As conseqüências dos planos qüinqüenais para organização do cinema na URSS.

Diogo Carvalho[1]

14166.jpegA NEP teve sucesso no que diz respeito à reorganização da economia soviética, porém, ela nunca foi uma unanimidade entre os bolcheviques. Muitos bolcheviques viam as aberturas propiciadas pela NEP como elementos de degeneração do comunismo. Para alguns historiadores, o fim da NEP foi à maior transformação que a sociedade soviética experimentou ao longo de sua história: "Talvez, a mais importante mudança na história soviética tenha sido o fim da NEP" (KENEZ, 2003, pag114).

O modelo econômico adotado após a NEP ficou conhecido como Plano Qüinqüenal, que grosso modo planificou todas as atividades produtivas da sociedade soviética, coletivizou forçadamente as terras e investiu pesado na indústria de base. Mesmo aquelas pequenas iniciativas privadas permitidas durante a NEP, passaram ao controle estatal e seus funcionários foram obrigados a cumprir um rigoroso plano de metas, cuja duração era de 5 anos. 

Com a vigência dos planos qüinqüenais as instituições que organizavam a cultura na URSS ficaram subordinadas aos seus planos de metas. No que tange a produção fílmica isso propiciou que um número expressivo de filmes fosse realizado. Este dado demonstra que para a URSS o cinema era um elemento estratégico na propaganda do regime, pois o cinema é uma atividade cultural que requer extensos recursos para sua produção.

Foi neste período que as primeiras fábricas de matérias-primas para a indústria fílmica começaram a sua produção. Em 1931 a primeira fábrica de matéria-prima especifica para a fabricação de filmes foi aberta. Lentamente a URSS foi libertando-se de sua dependência externa para produção fílmica.

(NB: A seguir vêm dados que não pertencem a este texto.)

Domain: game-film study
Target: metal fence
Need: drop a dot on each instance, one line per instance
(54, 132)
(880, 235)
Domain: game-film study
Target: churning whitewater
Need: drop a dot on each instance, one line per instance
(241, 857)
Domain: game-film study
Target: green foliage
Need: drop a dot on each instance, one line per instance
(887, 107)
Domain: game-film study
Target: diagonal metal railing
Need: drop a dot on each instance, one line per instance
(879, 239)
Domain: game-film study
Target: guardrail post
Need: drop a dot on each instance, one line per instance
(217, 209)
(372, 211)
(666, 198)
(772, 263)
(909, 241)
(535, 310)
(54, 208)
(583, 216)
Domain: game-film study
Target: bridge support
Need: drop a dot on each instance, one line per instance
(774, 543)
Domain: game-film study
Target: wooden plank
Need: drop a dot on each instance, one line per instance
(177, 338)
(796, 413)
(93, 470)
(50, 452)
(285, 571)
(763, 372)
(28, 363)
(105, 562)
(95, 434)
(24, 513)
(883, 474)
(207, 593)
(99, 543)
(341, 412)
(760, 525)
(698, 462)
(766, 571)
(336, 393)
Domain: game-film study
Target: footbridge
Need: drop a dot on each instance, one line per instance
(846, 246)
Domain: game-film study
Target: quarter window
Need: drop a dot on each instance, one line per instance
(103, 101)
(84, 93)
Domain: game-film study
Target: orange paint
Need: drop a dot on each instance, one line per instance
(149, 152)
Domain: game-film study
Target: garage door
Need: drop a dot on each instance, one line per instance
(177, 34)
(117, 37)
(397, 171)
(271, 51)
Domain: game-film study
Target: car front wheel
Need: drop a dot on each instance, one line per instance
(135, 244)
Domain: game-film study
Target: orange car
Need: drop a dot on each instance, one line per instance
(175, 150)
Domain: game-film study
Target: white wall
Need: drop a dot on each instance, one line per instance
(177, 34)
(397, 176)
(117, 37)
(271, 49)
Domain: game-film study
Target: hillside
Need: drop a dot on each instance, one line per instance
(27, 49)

Ao longo de 1930' fábricas dos mais variados componentes da indústria cinematográfica também iniciaram sua produção. Câmeras, projetores, lâmpadas, passaram a ser fabricados na URSS. No inicio da produção a qualidade destes equipamentos não era muito boa, mas foi ficando melhor com o aprimoramento das técnicas de manufatura.  

Apesar de o cinema fazer parte dos projetos de industrialização e planificação da economia soviética propostas nos planos qüinqüenais, os números relacionados à quantidade de filmes produzidos por ano, apontam, que nem sempre, esta produção foi maior do que a quantidade de filmes produzidos durante a NEP. A planificação não levou necessariamente ao aumento da produção, na maioria dos (anos) o efeito foi o inverso. Em 1937 as metas de produção planejaram realizar 62 filmes, porém só conseguiram completar 24, menos da metade do que havia sido planejado.  

1931

26

1932

28

1933

15

1934

39

1935

21

1936

30

1937

24

1938

26

1939

35

1940

21

1941

39

                                        Tabela 1[2].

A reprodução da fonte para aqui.